羽田空港から新千歳空港まで飛行機で90分、新千歳空港から車で20分で訪れることができる北海道安平町。子育てや教育の町として力を入れており、2023年度からは、子どもたちが多種多様な価値観を学べることをテーマとした小中一貫の義務教育学校「安平町立早来学園」が開校。これからの未来を担う子どもたちがチャレンジしやすい土壌ができつつあります。
そんな新たなチャレンジが始まった安平町では、高齢化と後継者不在により事業を辞めてしまう事業者が増えつつあります。今回後継者を募集するのは、創業100年を超える和菓子店です。
創業100年を超える地域密着型の菓子店
大正7(1918)年に創業し、現在4代目の佐藤智栄さんが切り盛りしている「佐藤菓子舗」。店舗は合併前の旧早来町(はやきたちょう)にあり、酪農ととても縁が深い地域。なんと日本で初めてチーズ専門の工場ができた地域なのです。酪農とともに歩いてきたこのまちで、「佐藤菓子舗」は100年以上にわたって、地域のみなさまにおいしい和菓子を届けてきました。
商品ラインナップは、和菓子を中心に約20種類。長年愛され続けてきた和菓子の代表作は「サイロ最中」です。サイロとは米や小麦などの農作物や、家畜の飼料を蔵置・収蔵するための倉庫のことで、安平町には数年前まで、日本最古の木製サイロが現存していました。サイロ最中は酪農とともに歩んできた安平町の歴史を表しています。
また、創業時から変わらない味を守り続けている「御幸羊羹」や、薄皮に味噌をねり込んだ塩気のある甘みが昔懐かしい「みそまんじゅう」も人気があります。
先代から引き継いだこだわりの味
朝7時頃から仕込みを始め、午前中には当日分を仕上げるといい、売れ行きによりその日に作るお菓子の種類は異なるそうです。

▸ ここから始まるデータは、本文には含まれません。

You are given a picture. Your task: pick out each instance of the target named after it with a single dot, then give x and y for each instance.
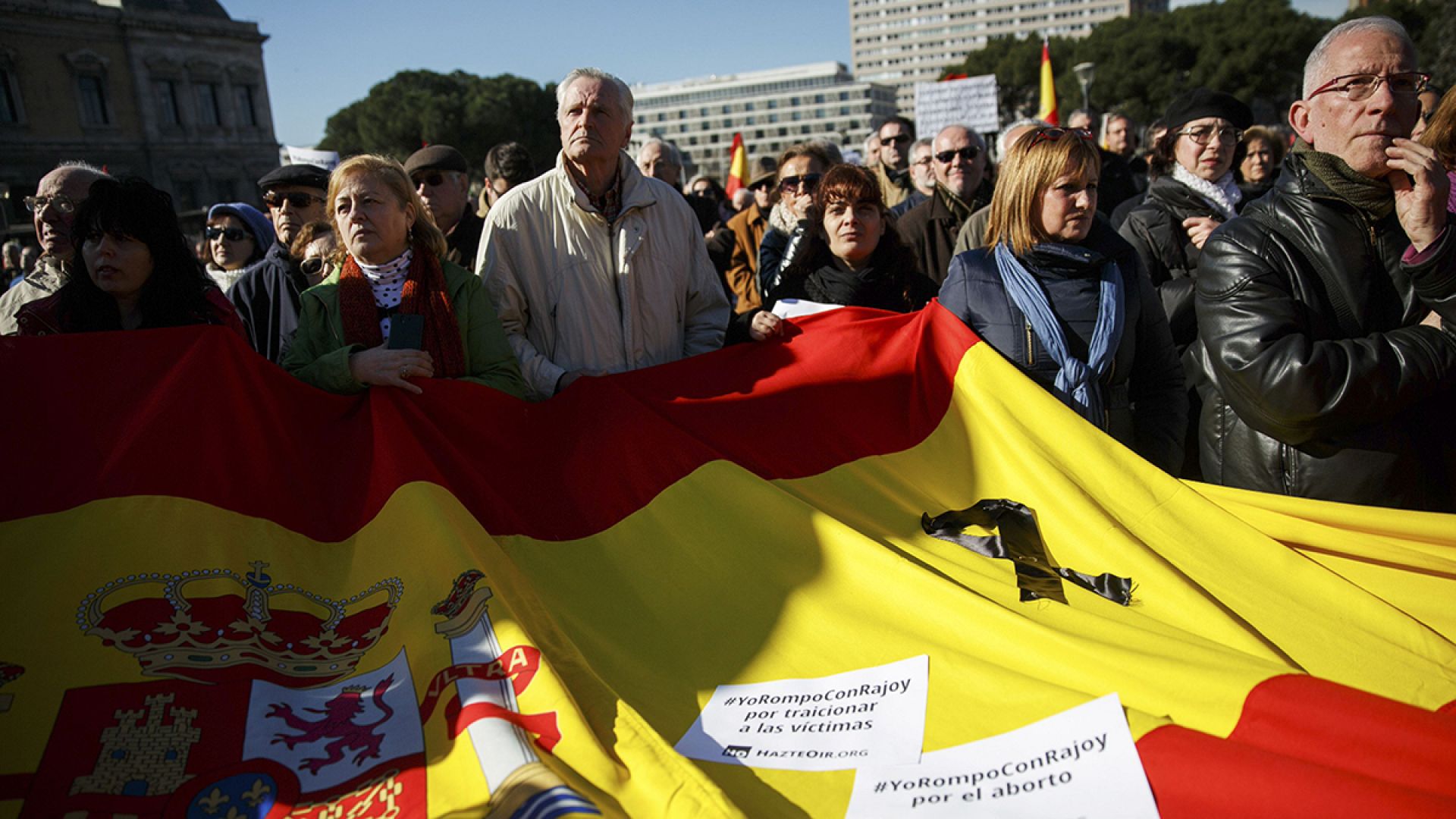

「先代からの味を引き継いでいます。特にこだわっているのは『サイロ最中』の餡の練り方や、『みそまんじゅう』のみその味です。」
けい子さんが佐藤菓子舗の菓子を製造するようになったのは、50年前に嫁いできてから。初めのうちは技術を身につけることに苦労したと振り返ります。
菓子店としてのやりがいを伺うと、「お客様にご来店いただき、おいしいと言ってもらえること」と話すけい子さん。昔はイベントに積極的に出店し、お客様と直接話す機会がとても楽しかったといいます。
味を受け継いでくれる人に託したい
創業から100年以上、事業の存続が危ぶまれた時期もありました。それは、2018年に発生した北海道胆振東部地震で店舗が全壊する被害を受けたこと。廃業を考えた時期もありましたが、まわりのお客様からのあたたかい言葉に励まされ、事業を継続することを決め、現在は仮設店舗で営業しています。
仮設店舗に形を変えることとなりましたが、100年以上にわたり地域住民やお土産として多くの人に届けてきたお菓子の味と思いは変わりません。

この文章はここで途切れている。